I want to talk briefly about ableism specifically focused on intellectual capacity, as someone who is often praised for being "smart." This is a personal perspective and is not meant to be an exhaustive discussion
It's not just about idle praise I've received as an adult; my elders, not knowing any better, not only singled out my "intelligence" as an important trait, but often went as far as to imply that it was the only type of value I could provide to the world
My identity was bound up in being perceived as smarter than anyone else. I was an Asian boy so after about my third birthday I was no longer handsome; intellect alone would have to secure me a good working life and love life
Even before I started really understanding the harm of intellectual ableism, I began to understand how destructive it was to my self-understanding to need to be smarter than anyone else at all times
I was a hair breadth's away from MRAism in some ways, which makes sense because this is exactly the line MRAs feed to recruits: you may not be attractive, but you are intellectually dominant, so you are entitled to women
The common thread here is dominance. Every part of the anecdotes I'm relating further a narrative that encourages intellect as a means to dominate
It almost made me deeply sick, and being MRA-adjacent in high school certainly means that I harmed women specifically
The point is that you may not think it's a big deal, but this sort of domination quest has played a central role in some of the most well-known crimes against humanity. Slavery justification, Holocaust litmus test. Theories of intellectual dominance were there for all of it
Imo, something that so obviously undergirds and is essential to so many things we already recognize as harmful should therefore obviously not be something we should be into
It shouldn't be this controversial, but your Trump hatred manifested as intellectual superiority might be masking some shit you need to deal with to get healthy. In the meantime, not being openly ableist would probably be helpful too
I'm going to say a few things and then I'm going to mute this thread. My disabled friends have privately told me that it's helpful so even though I kind of want to delete it, I'm going to leave it up, but with some additional commentary.

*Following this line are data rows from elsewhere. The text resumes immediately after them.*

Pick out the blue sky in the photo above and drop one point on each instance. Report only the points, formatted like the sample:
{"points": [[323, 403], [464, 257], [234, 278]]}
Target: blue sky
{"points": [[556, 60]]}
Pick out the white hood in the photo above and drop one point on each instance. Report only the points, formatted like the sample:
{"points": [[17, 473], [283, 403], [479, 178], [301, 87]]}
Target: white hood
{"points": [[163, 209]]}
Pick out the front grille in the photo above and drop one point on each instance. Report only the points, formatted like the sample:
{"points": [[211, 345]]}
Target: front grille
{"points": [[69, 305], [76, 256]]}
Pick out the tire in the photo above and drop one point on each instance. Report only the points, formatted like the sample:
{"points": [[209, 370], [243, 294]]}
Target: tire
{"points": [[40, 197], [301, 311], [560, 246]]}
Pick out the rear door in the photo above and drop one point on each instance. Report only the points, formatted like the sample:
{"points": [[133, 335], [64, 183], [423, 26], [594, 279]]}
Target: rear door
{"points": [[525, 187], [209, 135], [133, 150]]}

I have no right to speak for any community that I'm a part of, and I know that. I wrote these tweets carefully, and I believe that I noted sufficiently that this is an outside-of-the-community perspective, and I don't believe I'm silencing or talking over anyone.

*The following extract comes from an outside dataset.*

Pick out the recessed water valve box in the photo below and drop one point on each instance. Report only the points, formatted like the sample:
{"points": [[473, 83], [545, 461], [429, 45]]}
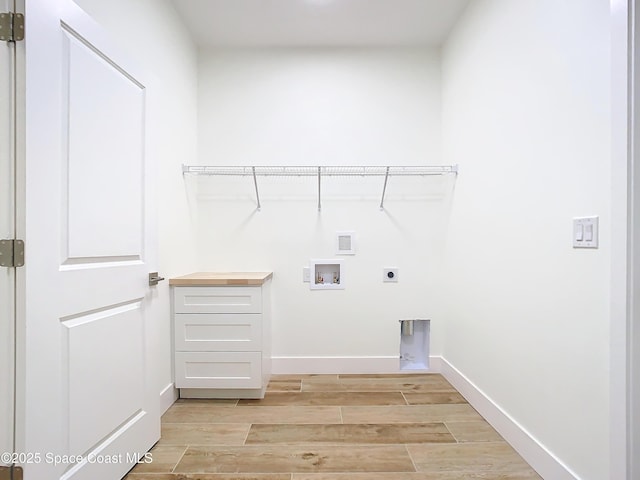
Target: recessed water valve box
{"points": [[326, 274]]}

I shared personal details here that I am not all the way comfortable with sharing, but I did so because I felt like they were not only useful, but necessary to get my point across. Please respect my vulnerability and consider it in tandem with your reading of the words.
Even some of the non-negative reactions to this thread have left me feeling consumed rather than heard. Please take a moment to consider how you conduct conversations with obviously vulnerable strangers, for everyone's sake. Thank you.